Nearly one in four American adults under the age of 65 has medical debt, according to the results of a new study by the Urban Institute, and southerners are hit hardest by past-due doctors’ bills.
The study authors, Michael Karpman and Kyle J. Caswell, found that eight of the ten states with the highest rates of past-due medical debt were in the South: Mississippi, Arkansas, West Virginia, South Carolina, Kentucky, Oklahoma, Alabama, and Georgia. The rate was lowest in Hawaii, at 6 percent of adults, and the highest was Mississippi, at 37 percent. Nationwide, African-Americans and people aged 25 to 34 were most likely to have past-due doctors’ bills.
Share of Adults Ages 18 to 64 Reporting Past-Due Medical Debt
Why the geographic disparity?
Insurance coverage is clearly a big factor. The percentage of Americans who have past-due medical debt has declined by 20 percent since 2012, the authors write, tracking with the implementation of the Affordable Care Act. When the researchers controlled for demographic variables like age and education, the geographic differences didn’t go away. Many southern states did not expand Medicaid under the Affordable Care Act, which could explain the high rates of debt in states like Mississippi and Alabama. (Other studies have found Medicaid expansion did reduce unpaid bills.)
According to this report, the rate of past-due medical debt correlates with each state’s uninsured rate:
Medical Debt and Uninsured Rates Among Adults, by State
Still, there seems to be more to it than having an insurance card. Among insured adults, the report finds, 23 percent still had medical debt, compared to 31 percent of uninsured people. And several of the most-indebted states, such as Arkansas and Kentucky, did expand the Medicaid program.

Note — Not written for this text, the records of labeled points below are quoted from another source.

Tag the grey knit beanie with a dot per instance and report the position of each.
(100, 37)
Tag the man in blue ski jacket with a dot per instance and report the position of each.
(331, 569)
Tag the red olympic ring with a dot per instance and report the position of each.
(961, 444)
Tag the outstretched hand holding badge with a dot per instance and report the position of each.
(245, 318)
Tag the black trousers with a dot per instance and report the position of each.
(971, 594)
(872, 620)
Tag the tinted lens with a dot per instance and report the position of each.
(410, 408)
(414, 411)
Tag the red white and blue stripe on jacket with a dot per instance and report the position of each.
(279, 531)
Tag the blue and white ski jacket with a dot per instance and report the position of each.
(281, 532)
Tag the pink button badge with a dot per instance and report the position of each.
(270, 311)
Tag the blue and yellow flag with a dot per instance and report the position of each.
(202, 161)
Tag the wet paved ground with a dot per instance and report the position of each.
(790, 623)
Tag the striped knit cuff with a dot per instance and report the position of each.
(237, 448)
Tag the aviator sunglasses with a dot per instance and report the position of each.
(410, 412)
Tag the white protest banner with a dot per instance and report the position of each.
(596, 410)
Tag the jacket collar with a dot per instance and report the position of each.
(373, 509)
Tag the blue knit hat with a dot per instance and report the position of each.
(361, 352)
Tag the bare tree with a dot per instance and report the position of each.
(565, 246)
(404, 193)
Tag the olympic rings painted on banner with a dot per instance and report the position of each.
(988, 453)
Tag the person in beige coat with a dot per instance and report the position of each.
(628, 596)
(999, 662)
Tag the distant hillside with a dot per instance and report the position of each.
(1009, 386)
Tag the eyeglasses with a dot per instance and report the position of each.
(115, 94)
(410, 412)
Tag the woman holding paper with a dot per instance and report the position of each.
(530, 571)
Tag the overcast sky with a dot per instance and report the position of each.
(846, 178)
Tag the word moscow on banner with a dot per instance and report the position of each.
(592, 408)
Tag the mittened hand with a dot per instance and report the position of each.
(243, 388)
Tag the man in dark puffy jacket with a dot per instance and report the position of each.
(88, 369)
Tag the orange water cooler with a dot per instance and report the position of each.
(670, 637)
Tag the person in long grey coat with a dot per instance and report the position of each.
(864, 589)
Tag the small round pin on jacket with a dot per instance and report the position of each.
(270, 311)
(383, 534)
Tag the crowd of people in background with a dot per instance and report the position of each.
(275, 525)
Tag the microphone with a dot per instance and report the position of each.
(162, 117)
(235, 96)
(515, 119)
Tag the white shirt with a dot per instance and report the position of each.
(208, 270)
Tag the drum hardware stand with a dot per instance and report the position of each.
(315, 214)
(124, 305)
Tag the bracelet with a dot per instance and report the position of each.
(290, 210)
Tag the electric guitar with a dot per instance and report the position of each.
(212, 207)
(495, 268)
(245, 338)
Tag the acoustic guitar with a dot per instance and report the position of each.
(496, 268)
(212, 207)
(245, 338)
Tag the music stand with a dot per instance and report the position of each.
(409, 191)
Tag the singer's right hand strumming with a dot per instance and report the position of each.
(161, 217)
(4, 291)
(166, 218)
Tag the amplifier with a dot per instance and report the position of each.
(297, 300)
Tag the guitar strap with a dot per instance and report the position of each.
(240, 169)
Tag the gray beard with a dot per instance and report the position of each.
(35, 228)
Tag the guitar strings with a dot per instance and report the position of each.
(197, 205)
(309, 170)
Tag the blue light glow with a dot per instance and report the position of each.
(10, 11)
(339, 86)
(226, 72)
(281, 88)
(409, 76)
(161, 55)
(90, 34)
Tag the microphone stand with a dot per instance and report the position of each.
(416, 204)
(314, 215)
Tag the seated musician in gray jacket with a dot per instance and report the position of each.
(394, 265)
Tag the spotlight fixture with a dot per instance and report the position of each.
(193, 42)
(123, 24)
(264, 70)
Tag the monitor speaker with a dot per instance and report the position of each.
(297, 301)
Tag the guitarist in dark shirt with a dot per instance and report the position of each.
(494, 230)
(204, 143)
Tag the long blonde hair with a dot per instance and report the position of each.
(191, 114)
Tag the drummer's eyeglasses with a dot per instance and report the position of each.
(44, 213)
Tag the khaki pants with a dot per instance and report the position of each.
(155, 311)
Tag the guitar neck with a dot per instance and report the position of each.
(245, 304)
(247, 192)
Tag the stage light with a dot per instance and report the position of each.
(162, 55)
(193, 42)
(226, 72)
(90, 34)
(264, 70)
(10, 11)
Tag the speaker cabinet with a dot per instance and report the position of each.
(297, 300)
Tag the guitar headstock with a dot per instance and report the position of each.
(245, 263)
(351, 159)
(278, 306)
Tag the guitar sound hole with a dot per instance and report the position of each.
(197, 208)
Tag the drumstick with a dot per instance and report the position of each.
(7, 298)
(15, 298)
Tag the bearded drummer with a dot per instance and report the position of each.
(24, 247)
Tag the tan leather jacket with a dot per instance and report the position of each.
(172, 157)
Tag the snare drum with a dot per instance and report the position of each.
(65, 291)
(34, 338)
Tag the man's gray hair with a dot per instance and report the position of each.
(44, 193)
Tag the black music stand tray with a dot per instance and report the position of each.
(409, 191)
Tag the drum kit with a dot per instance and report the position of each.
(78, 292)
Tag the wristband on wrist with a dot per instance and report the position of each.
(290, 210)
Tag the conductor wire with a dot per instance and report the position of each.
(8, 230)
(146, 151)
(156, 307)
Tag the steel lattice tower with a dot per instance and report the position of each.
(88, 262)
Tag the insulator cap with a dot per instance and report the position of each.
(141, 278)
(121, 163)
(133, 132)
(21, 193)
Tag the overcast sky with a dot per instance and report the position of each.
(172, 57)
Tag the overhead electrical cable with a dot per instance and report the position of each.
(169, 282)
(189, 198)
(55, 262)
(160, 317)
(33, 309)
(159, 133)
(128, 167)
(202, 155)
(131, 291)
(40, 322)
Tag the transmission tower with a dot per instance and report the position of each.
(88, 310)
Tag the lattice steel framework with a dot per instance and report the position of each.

How to account for these insured, yet nonetheless indebted people? Insured people might be struggling to pay their bills because of high deductibles, co-pays, and services that aren’t covered by their plans. They might have little savings or have fallen victim to balance billing and other forms of surprise medical bills. They could be carrying debt from before they became insured—though another study also released by the Urban Institute found most people were insured at the time they incurred their medical debt.
Finally, differences in state insurance regulations, like rules cracking down on the aforementioned balance billing, could be playing a role, as could differences in how frequently people go to the doctor or get medical treatments. (Southern states tend to have higher obesity rates than Northern ones, for example.)
Another study released by the Institute today found that being able to pass a “financial knowledge” quiz was correlated with not having medical debt—but having a “formal financial education” was not. Because of that, the authors recommend doctors and employers talk with people about how their insurance works, rather than assume patients will have learned all about deductibles and co-pays in high school or college.
This study highlights a common criticism of Obamacare—and the overall health-care system—from both the right and left: People might be able to afford an insurance card, but they might still end up slammed with bills they can’t pay or don’t understand.
However, it’s worth noting that so far the Republicans’ Obamacare replacement plans have not addressed the drivers of medical debt laid out in these studies and others. People might be struggling to pay their bills because of high deductibles and low savings, for example, but several GOP plans promote health-savings accounts and high-deductible plans. Some individuals might struggle to pay surprise bills because their incomes are too low, but the tax credits promoted by Republicans so far would not be weighted by income. (They would also not be geographically weighted, as my colleague Vann Newkirk points out, so in fact these geographic disparities in debt could grow worse.) Finally, the Republicans’ replacement proposal would leave more insurance regulation to the states, so whether people were protected from unexpected medical costs would depend, in part, on whether their state wanted to protect them from it.